In other words, it has the trappings of a major film industry event. But the industry doesn’t come en masse. For a lot of people, that’s just fine.
It’s a matter of expectations. The festival, which runs through Thursday and is presented by the nonprofit group Cinema/Chicago, doesn’t mean a Spielberg will be spotted at Water Tower Place or a Streep will slip into a Steppenwolf show. Don’t look for producers and distributors commandeering dark corners at the best restaurants.
“It’s not the feeding frenzy that Sundance is,” said Rich Moskal, director of the Chicago Film Office. “Everything at Sundance is all about buzz and bidding wars.”
Film industry experts said Utah’s Sundance Film Festival, the springtime party in Cannes, France, and the Toronto International Film Festival are examples of events central to cinematic dealmaking. Chicago, they said, operates on a different orbit and should be proud of it.
“The Chicago film festival is a pure festival. It’s not a market,” said Hollywood producer and former Chicagoan Tom Rosenberg. “It shouldn’t even think about [going commercial]. What it does, it does well.”
While commercial festivals attract films in search of a distributor, the Chicago bookings, many of them foreign, often have that channel lined up. They need an airing and a favorable reception to gain momentum in the United States.

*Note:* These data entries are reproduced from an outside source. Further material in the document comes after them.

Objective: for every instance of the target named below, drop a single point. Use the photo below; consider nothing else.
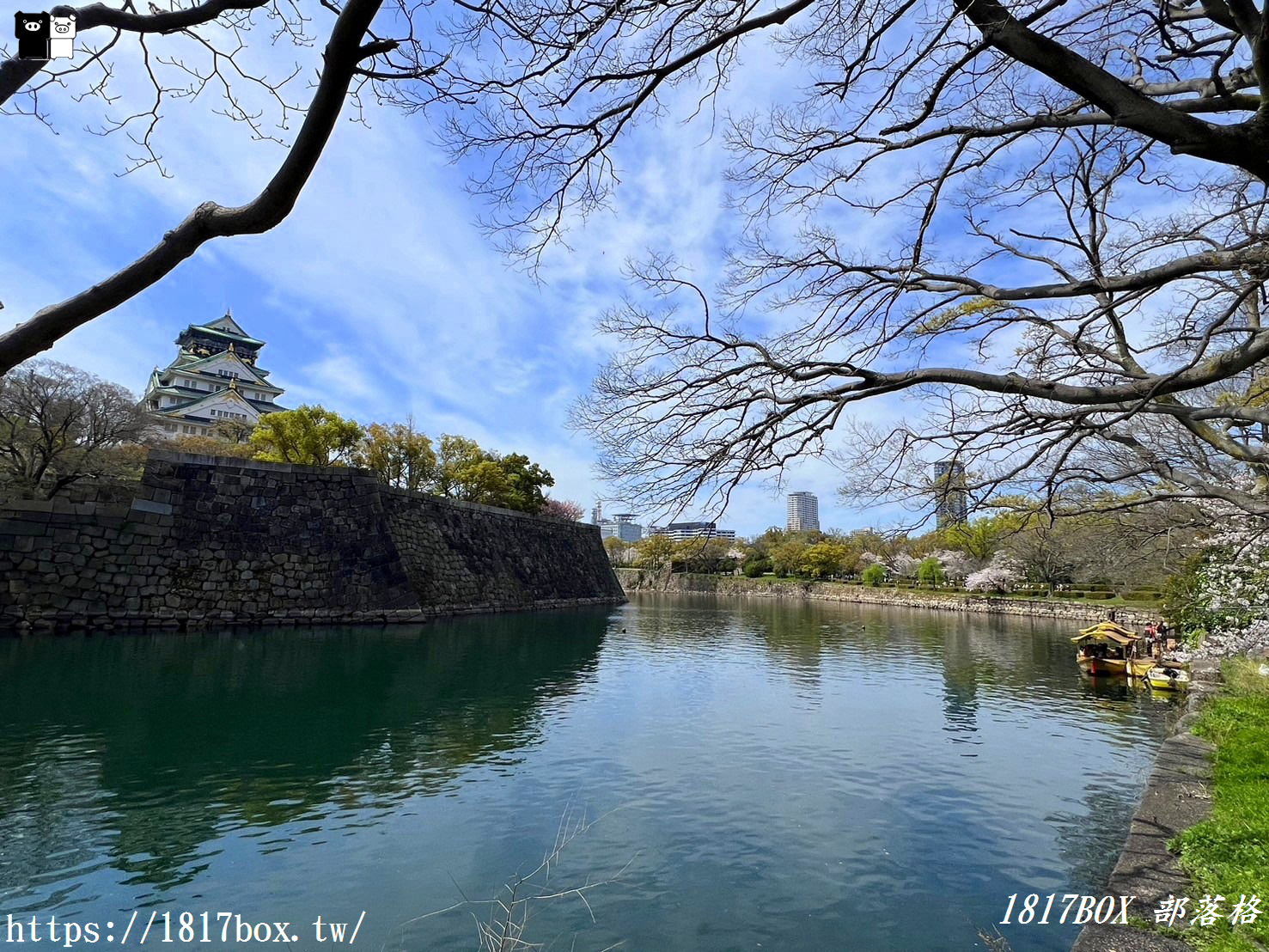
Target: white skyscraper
(803, 512)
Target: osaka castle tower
(213, 380)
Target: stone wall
(643, 580)
(226, 541)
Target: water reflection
(800, 776)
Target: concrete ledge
(1125, 938)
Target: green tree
(619, 551)
(705, 555)
(824, 558)
(308, 436)
(979, 539)
(873, 575)
(457, 462)
(526, 484)
(655, 552)
(787, 558)
(930, 573)
(399, 455)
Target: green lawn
(1229, 853)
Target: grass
(1229, 853)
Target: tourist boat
(1108, 648)
(1168, 675)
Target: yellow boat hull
(1133, 668)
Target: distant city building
(622, 526)
(679, 531)
(213, 380)
(951, 497)
(803, 512)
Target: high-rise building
(803, 512)
(213, 380)
(951, 497)
(622, 526)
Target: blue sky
(378, 297)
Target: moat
(771, 774)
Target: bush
(873, 575)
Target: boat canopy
(1106, 635)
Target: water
(769, 774)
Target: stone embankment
(644, 580)
(228, 541)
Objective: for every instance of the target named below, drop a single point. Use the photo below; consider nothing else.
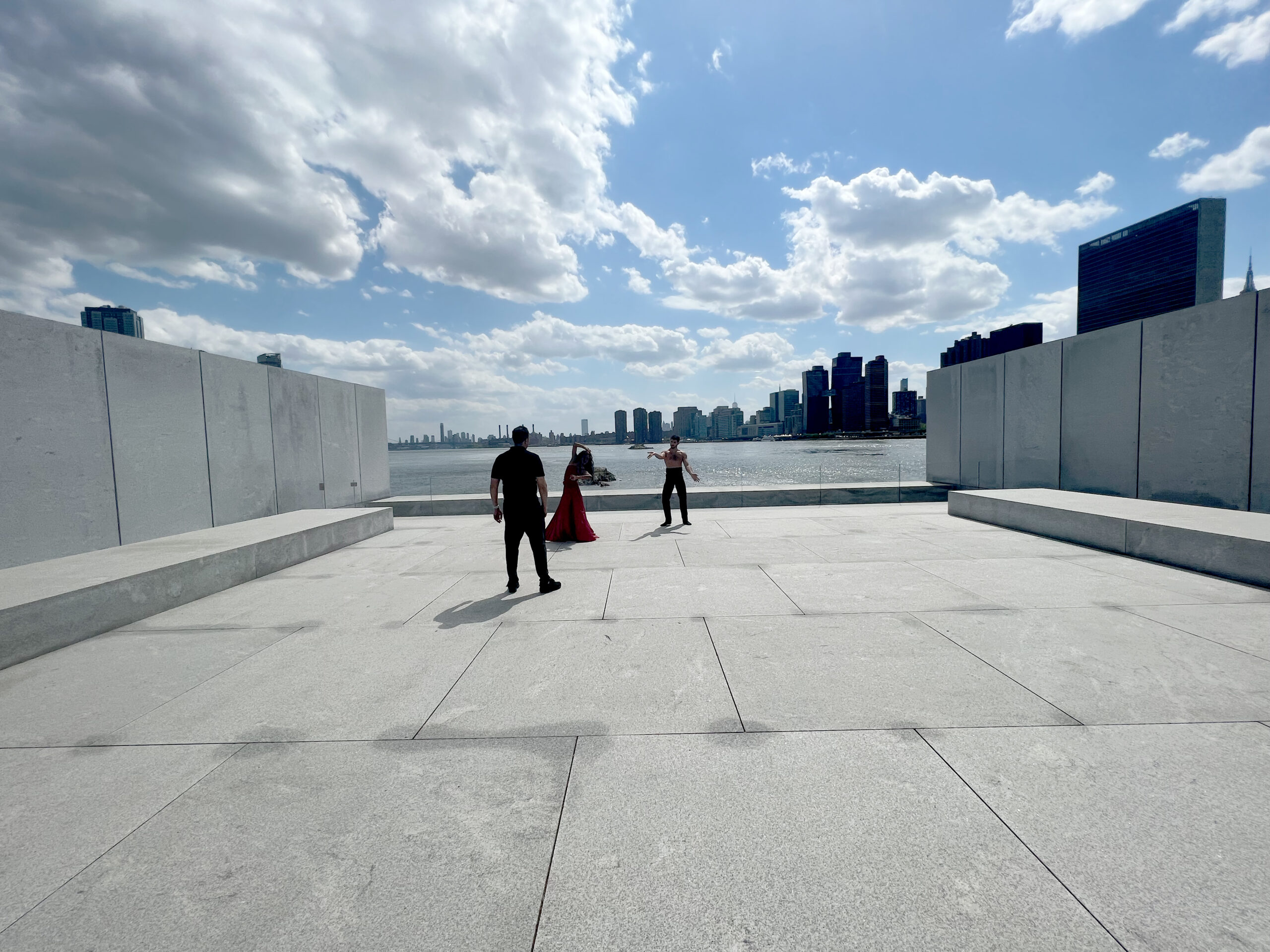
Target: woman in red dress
(570, 524)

This year, Rosenberg chose the festival to host a world premiere for one of his movies, the action comedy “Stand Up Guys” starring Al Pacino, Christopher Walken and Alan Arkin. Rosenberg believes the festival “is a great platform” to introduce a movie.
Under Cinema/Chicago founder and artistic director Michael Kutza, the festival relies on a couple of mainstream releases to generate interest but fills out its schedule with independent and foreign fare. Kutza said the non-commercial focus works best for Chicago, but that the festival should not be undersold for its financial impact.
Festival staff said about two-thirds of the 175 films on this year’s program have no distribution contracts for the United States. Kutza said at least 12 distributors are attending the screenings in search of inventory.
“We’ve also got about 180 directors visiting Chicago. They’re taking the boat tours and admiring the beautiful city,” Kutza said. His hope is that some will use Chicago scenes or studios for a project.
On average each year, 30 features that do not have a distribution contract going into the festival get it afterward, said Mimi Plauche, the event’s head of programming.
An offshoot of the Chicago approach is that the festival can be more audience-friendly, said Bruce Sheridan, chairman of the film and video department at Columbia College Chicago, a lead sponsor of the event. Many of the festival’s screenings are followed by audience discussions with the director and cast members.
“If this were the Cannes Film Festival in Chicago, we couldn’t do that,” Sheridan said. The festival gives his students unusual access to those in the industry. “It’s a chance to see the professionals early in their careers before the celebrity culture kicks in,” he said.
Founded in 1965, the festival has laid claim to championing directors and performers before they became household names. About 60,000 people are expected to attend this year.
William Schopf, president of Music Box Films in Chicago, a distributor of mostly international releases such as “The Girl With the Dragon Tattoo” (2010, the Swedish version), doesn’t argue with the fest’s success or its place in the hearts of film buffs. But he believes it’s missing a commercial opportunity.
Chicago, he said, should carve a niche for foreign films that need investors, although to do that it probably has to alter its schedule to run in July or August, ahead of Toronto, which occurs in September. “We acquire films mainly through sales agents in England, France and Germany, and they don’t come to Chicago,” said Schopf, who’s also owner of the Music Box Theatre at 3733 N. Southport. “It’s too bad because, if anything, Chicago is a commercial city. There are a lot of risk-takers in Chicago.”
This year, Schopf is using the festival to promote a U.S.-based film, “Keep the Lights On,” about the relationship of two gay men.
Sheridan, however, said the festival would be unwise to bend to industry demands. “The business of making films is changing so fast, you could find yourself going in the wrong direction,” he said.
Chicago’s real and psychological distance from Hollywood lets its festival be unique and cutting-edge: “Whenever you have an industry that gets so big and successful, it gets conservative,” he said. “That’s why you see the same blockbusters and sequels from Hollywood. But in Chicago, the focus can be on new work and changing the industry.”